Background

Dissimilarity in community composition is one of the most conspicuous features of forest ecosystems (Jost et al. 2011). Assessing compositional differences between forest communities is an important issue for several reasons. Dissimilarities between forest communities can reveal certain mechanisms that generate and maintain forest biodiversity and specific habitat effects that shape forest composition and structure (Socolar et al. 2016). Assessing dissimilarities between forest communities is essential for evaluating species invasions, changes caused by selective tree harvesting, or effects of climate change on species composition. In addition, effective measures of community dissimilarity may contribute to more meaningful classifications of forest vegetation (Wehenkel et al. 2014).

Jaccard (1900) was probably the first who proposed a method for measuring the degree of community similarity and dissimilarity based on the number of species shared by two communities and the number of species unique to each of them. Two additional indices were subsequently proposed to estimate the difference between communities (Sørensen 1948; Bray and Curtis 1957). The Jaccard and Sørensen indices are using species presence/absence data. The Bray-Curtis index, a modified version of the Sørensen index, includes species abundances (Chao et al. 2005). These three indices have become the most widely used measures for assessing community similarity or dissimilarity in community ecology (Anderson et al. 2006). In addition, several other species incidence- or abundance-based indices have been developed (Chao et al. 2005; Legendre and Legendre 2012). Examples are the Chi-square distance index (Fenelon and Lebart 1971), the Canberra index (Lance and Williams 1967; Stephenson et al. 1972), and the Morisita-Horn index (Magurran 2004).

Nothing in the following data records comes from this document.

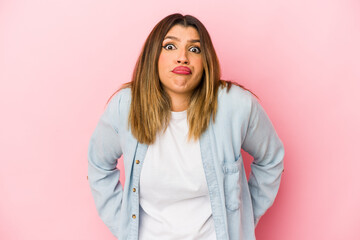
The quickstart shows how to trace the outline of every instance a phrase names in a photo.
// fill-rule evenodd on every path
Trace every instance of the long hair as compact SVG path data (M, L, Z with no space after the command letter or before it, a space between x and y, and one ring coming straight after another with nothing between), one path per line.
M194 89L187 108L188 139L199 139L211 118L215 121L219 86L227 85L228 89L231 86L231 83L220 80L219 60L205 26L191 15L175 13L165 17L147 37L131 82L125 83L116 91L131 88L128 123L132 134L140 143L154 143L157 133L166 130L171 118L171 99L160 82L158 60L162 42L174 25L191 26L198 31L204 67L202 79Z

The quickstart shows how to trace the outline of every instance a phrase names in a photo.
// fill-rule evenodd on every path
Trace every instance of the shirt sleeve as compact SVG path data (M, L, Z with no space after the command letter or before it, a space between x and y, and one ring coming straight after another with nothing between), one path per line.
M123 189L116 167L122 155L119 131L119 94L107 105L90 138L88 181L96 209L102 221L117 236Z
M257 99L251 97L249 125L242 147L254 157L248 184L256 226L277 195L285 152L269 117Z

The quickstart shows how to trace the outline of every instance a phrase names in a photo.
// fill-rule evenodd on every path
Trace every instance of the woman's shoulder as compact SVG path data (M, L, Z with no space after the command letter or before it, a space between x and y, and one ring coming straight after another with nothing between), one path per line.
M131 87L129 86L125 86L125 87L121 87L116 95L118 95L119 97L131 97Z
M218 108L216 113L217 125L223 123L240 124L247 127L247 123L254 113L257 100L253 93L236 83L222 84L218 94ZM243 125L244 124L244 125Z
M108 102L127 102L131 98L131 88L130 87L122 87L117 90L113 95L109 98Z
M220 86L218 96L219 104L236 107L250 106L256 101L255 95L249 89L230 81Z

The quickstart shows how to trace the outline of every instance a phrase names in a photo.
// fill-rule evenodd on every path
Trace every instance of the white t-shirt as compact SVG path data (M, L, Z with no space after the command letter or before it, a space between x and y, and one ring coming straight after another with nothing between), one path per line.
M199 141L187 142L186 110L171 112L140 175L140 240L216 240Z

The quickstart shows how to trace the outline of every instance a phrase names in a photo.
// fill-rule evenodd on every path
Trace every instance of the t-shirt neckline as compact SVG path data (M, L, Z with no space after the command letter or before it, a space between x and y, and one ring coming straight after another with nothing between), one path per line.
M171 111L171 118L172 119L183 119L186 118L187 110L181 112L173 112Z

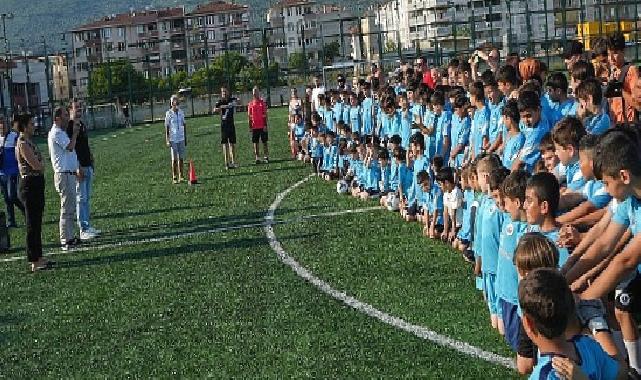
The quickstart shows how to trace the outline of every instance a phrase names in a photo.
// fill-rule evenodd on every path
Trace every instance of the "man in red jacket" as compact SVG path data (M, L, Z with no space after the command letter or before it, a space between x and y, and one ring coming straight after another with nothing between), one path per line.
M254 87L252 91L254 98L247 105L247 117L249 118L249 129L252 131L252 143L254 144L254 155L256 164L260 163L259 142L263 143L264 162L269 163L269 148L267 147L267 103L260 97L260 90Z

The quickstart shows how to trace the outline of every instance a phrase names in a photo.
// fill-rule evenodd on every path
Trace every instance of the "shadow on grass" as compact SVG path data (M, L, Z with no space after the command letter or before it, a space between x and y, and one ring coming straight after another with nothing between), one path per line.
M292 161L293 162L293 161ZM240 169L234 169L230 170L228 172L225 172L221 175L215 175L215 176L207 176L207 177L200 177L200 180L207 181L207 180L214 180L214 179L221 179L221 178L230 178L230 177L247 177L247 176L252 176L256 174L265 174L265 173L274 173L274 172L280 172L280 171L286 171L286 170L293 170L293 169L303 169L303 166L294 166L294 165L287 165L287 166L279 166L277 168L271 168L271 169L262 169L262 170L252 170L252 171L243 171L243 168L247 167L268 167L270 164L260 164L260 165L246 165L246 166L241 166ZM310 168L311 171L311 168Z
M306 235L293 235L293 236L279 236L280 241L287 241L292 239L305 239L311 237L318 237L318 233ZM260 246L266 246L267 239L264 236L255 238L242 238L232 241L223 241L217 243L199 243L190 244L182 247L165 247L165 248L152 248L147 250L135 250L126 253L119 253L109 256L98 256L93 258L64 261L56 264L57 268L82 268L90 266L109 265L114 263L148 260L154 258L184 256L193 253L207 252L211 254L220 253L220 251L230 250L236 251L238 249L251 249Z
M105 214L101 213L101 214L92 215L92 218L93 219L128 218L131 216L146 216L146 215L163 214L163 213L172 212L172 211L186 211L186 210L201 209L203 207L209 207L209 206L208 205L173 206L173 207L165 207L162 209L119 211L119 212L112 212L112 213L105 213Z

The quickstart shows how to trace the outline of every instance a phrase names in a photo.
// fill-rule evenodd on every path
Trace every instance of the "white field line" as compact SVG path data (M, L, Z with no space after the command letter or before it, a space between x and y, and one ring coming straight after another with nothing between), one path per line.
M290 223L297 223L297 222L302 222L305 220L309 219L315 219L315 218L323 218L323 217L333 217L333 216L340 216L340 215L347 215L347 214L360 214L360 213L366 213L366 212L371 212L371 211L376 211L376 210L381 210L382 207L364 207L364 208L358 208L358 209L353 209L353 210L341 210L341 211L332 211L332 212L326 212L326 213L320 213L320 214L313 214L313 215L303 215L303 216L298 216L294 218L289 218L289 219L283 219L283 220L277 220L277 221L261 221L261 222L254 222L254 223L244 223L244 224L238 224L234 225L233 221L228 221L225 222L223 226L218 226L215 228L211 228L205 231L194 231L194 232L184 232L184 233L179 233L179 234L173 234L173 235L164 235L164 236L158 236L154 238L147 238L147 239L139 239L139 240L125 240L117 243L108 243L108 244L98 244L98 245L88 245L88 246L81 246L78 248L75 248L71 251L62 251L62 250L53 250L50 252L45 253L45 256L55 256L55 255L60 255L63 253L78 253L78 252L88 252L88 251L100 251L100 250L105 250L105 249L114 249L114 248L121 248L121 247L128 247L128 246L135 246L135 245L141 245L141 244L152 244L152 243L161 243L165 241L173 241L173 240L178 240L178 239L184 239L184 238L189 238L189 237L194 237L194 236L201 236L201 235L210 235L210 234L215 234L215 233L220 233L220 232L229 232L229 231L236 231L236 230L243 230L243 229L248 229L248 228L259 228L259 227L265 227L268 225L273 225L273 224L290 224ZM231 225L230 225L231 224ZM192 229L197 229L197 228L205 228L208 227L209 225L197 225L197 226L191 226L190 228ZM106 235L108 236L108 235ZM25 260L24 255L16 255L16 256L11 256L11 257L6 257L3 259L0 259L0 263L9 263L9 262L14 262L14 261L20 261L20 260Z
M276 213L276 210L278 209L278 206L283 201L283 199L292 190L301 186L302 184L307 182L310 178L311 176L295 183L294 185L289 187L287 190L278 194L278 196L274 200L274 203L272 203L272 205L269 207L269 210L267 211L267 214L265 215L265 221L268 222L268 224L265 226L265 235L267 236L269 245L272 247L274 252L276 252L276 254L278 255L278 258L284 264L289 266L299 277L310 282L312 285L316 286L318 289L320 289L323 293L327 294L328 296L343 302L347 306L350 306L360 311L361 313L364 313L372 318L376 318L383 323L386 323L388 325L391 325L403 331L409 332L419 338L429 340L443 347L451 348L460 353L463 353L478 359L482 359L493 364L498 364L510 369L516 368L514 365L513 359L506 358L506 357L497 355L493 352L485 351L481 348L472 346L469 343L462 342L445 335L441 335L426 327L412 324L401 318L395 317L381 310L378 310L372 305L359 301L358 299L347 295L345 292L336 290L332 288L330 284L316 277L310 270L308 270L307 268L299 264L293 257L289 256L287 252L285 252L285 250L283 249L283 246L280 244L280 242L276 238L276 234L274 233L274 229L273 229L273 225L275 224L274 214Z

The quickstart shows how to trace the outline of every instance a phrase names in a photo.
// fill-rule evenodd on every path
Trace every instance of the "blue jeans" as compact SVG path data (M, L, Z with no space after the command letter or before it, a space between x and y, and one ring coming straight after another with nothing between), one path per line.
M87 231L91 227L89 222L89 201L91 200L91 188L93 185L93 168L91 166L83 166L81 169L85 175L82 179L78 179L76 215L78 215L80 231Z
M15 226L16 214L14 206L24 214L24 206L18 198L18 175L0 175L0 187L2 188L4 203L7 206L7 224Z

These indices have been widely used in forest ecology, and they contribute substantially to the understanding of community dissimilarity. However, community dissimilarity is not only affected by differences in species abundance or incidence, but also by the biological heterogeneity among species (Clarke and Warwick 1998, 2001). Accordingly, the purpose of this study is to evaluate a new measure of community dissimilarity that incorporates both the information of species frequencies and the biological heterogeneity among species. The new approach is based on the “Avalanche” index proposed by Ganeshaiah et al. (1997) and Ganeshaiah and Shaanker (2000). The biological dissimilarity among species can be calculated using species taxonomic, genetic or morphometric information.

Data and methods

We are using observations from five 1-ha (100 m × 100 m) forest plots, three from Mexico and two from China, to demonstrate the new approach (Fig. 1).

Fig. 1
figure 1

World map showing the location of the observational forest plots in China and Mexico

Observational field plots

The three Mexican plots are located in the communal forests of Durango (22°20′–26°47′ N; 103°46′–107°12′ W), which occupy about 23% of the area of Sierra Madre Occidental. The elevation above sea level varies between 363 and 3200 m (average 2264 m). The precipitation ranges from 443 to 1452 mm, with an annual average of 917 mm, while the mean annual temperature varies from 8.2 to 26.2 °C, with an annual average of 13.3 °C (González-Elizondo et al. 2012; Silva-Flores et al. 2014). The predominant forest types are uneven-aged, semi-natural forests, which are dominated by Pinus spp. and Quercus spp., and often in mixture with Arbutus spp., Juniperus spp., and Pseudotsuga menziesii (Silva-Flores et al. 2014; Lujan-Soto et al. 2015). In Durango, many local residents depend on the forests for their livelihood. But despite the high biological, cultural and socio-economic importance of the Sierra Madre Occidental, these forests are not very well known. Details about the history of these unique ecosystems may be found in Burgos and Villa (1974), and Corral-Rivas et al. (2015).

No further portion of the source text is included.